Challenge 2: Aggregations and Grouping

Challenge

In this challenge you will practice grouping data and calculating summary statistics using PySpark.

Use the daily-weather-data-sample.csv dataset.

Tasks:

  1. Load the dataset daily-weather-data-sample.csv into a Spark DataFrame.
  2. Group the dataset by city_location_identifier__up_to_9_alphanumeric_characters_.
  3. Calculate the following aggregations for each city:
    • The average temperature
    • The maximum temperature
    • The minimum temperature
  4. Sort the results by average temperature (highest first).
  5. Display the final DataFrame.

You should use the following functions:

  • groupBy()
  • agg()
  • avg()
  • max()
  • min()
  • orderBy()

Potential Solution

One possible solution is shown below. This example groups the dataset by city and calculates several summary statistics for temperature.
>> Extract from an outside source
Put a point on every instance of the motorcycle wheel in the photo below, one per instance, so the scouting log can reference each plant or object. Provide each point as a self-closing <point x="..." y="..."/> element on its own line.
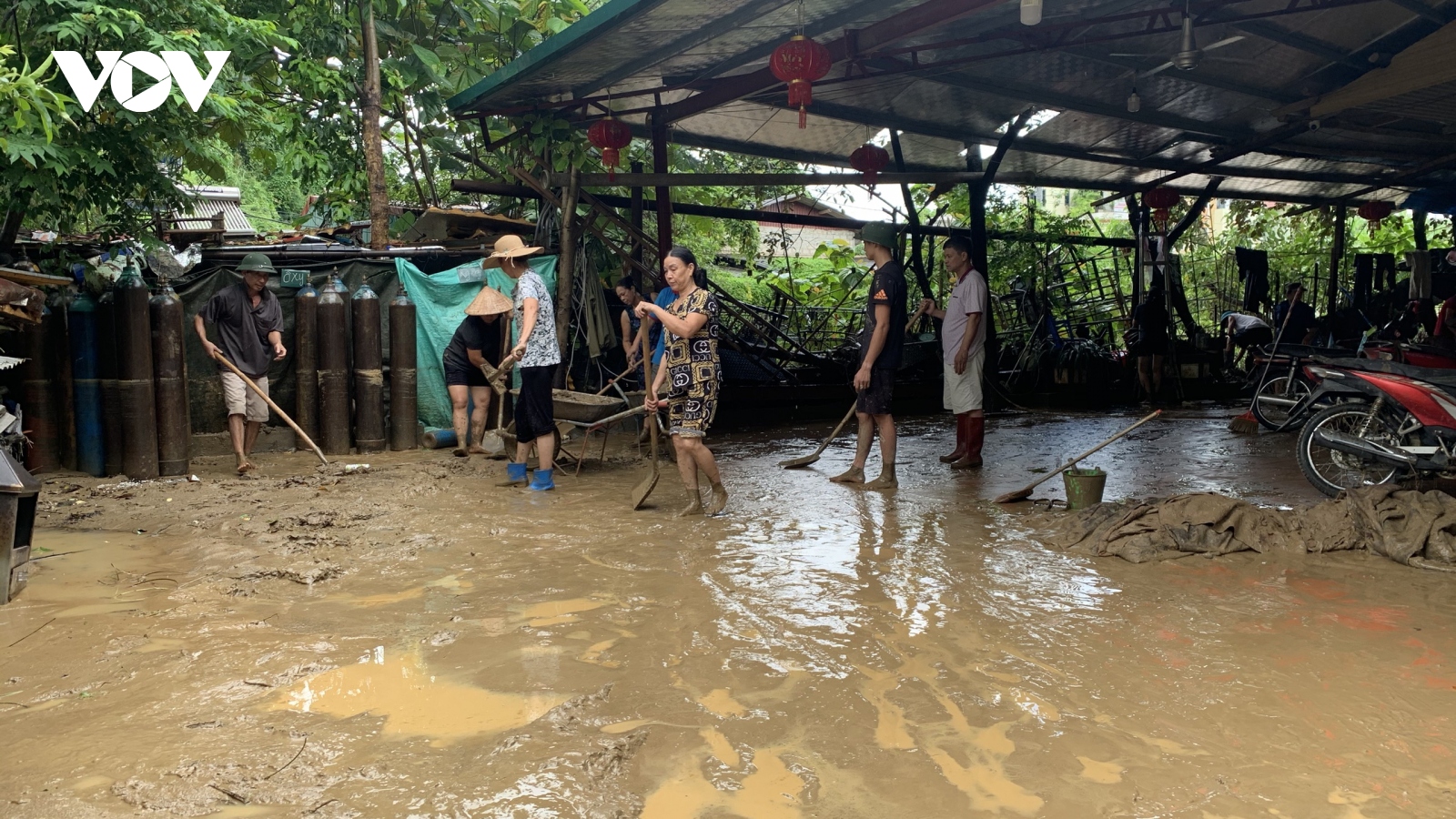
<point x="1271" y="402"/>
<point x="1332" y="471"/>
from pyspark.sql.functions import col, avg, max, min

# Load the dataset
weather = spark.read.csv(
    "data/daily-weather-data-sample.csv",
    header=True,
    inferSchema=True
)

# Step 1: Group the data by city
city_weather = weather.groupBy(
    "city_location_identifier__up_to_9_alphanumeric_characters_"
)

# Step 2: Calculate aggregation statistics
weather_summary = city_weather.agg(
    avg("average_temperature_c___float_value_to_nearest_hundredths_place").alias("avg_temp"),
    max("maximum_temperature_c___float_value_to_nearest_hundredths_place").alias("max_temp"),
    min("minimum_temperature_c___float_value_to_nearest_hundredths_place").alias("min_temp")
)

# Step 3: Sort by average temperature (highest first)
sorted_weather = weather_summary.orderBy(col("avg_temp").desc())

# Display the result
display(sorted_weather)

Explanation

  • groupBy() groups rows that share the same value (in this case, the same city).
  • agg() allows multiple aggregation calculations to be performed at once.
  • avg(), max(), and min() compute summary statistics for each group.
  • alias() renames the resulting columns so they are easier to read.
  • orderBy() sorts the aggregated results.
  • display() shows the final DataFrame.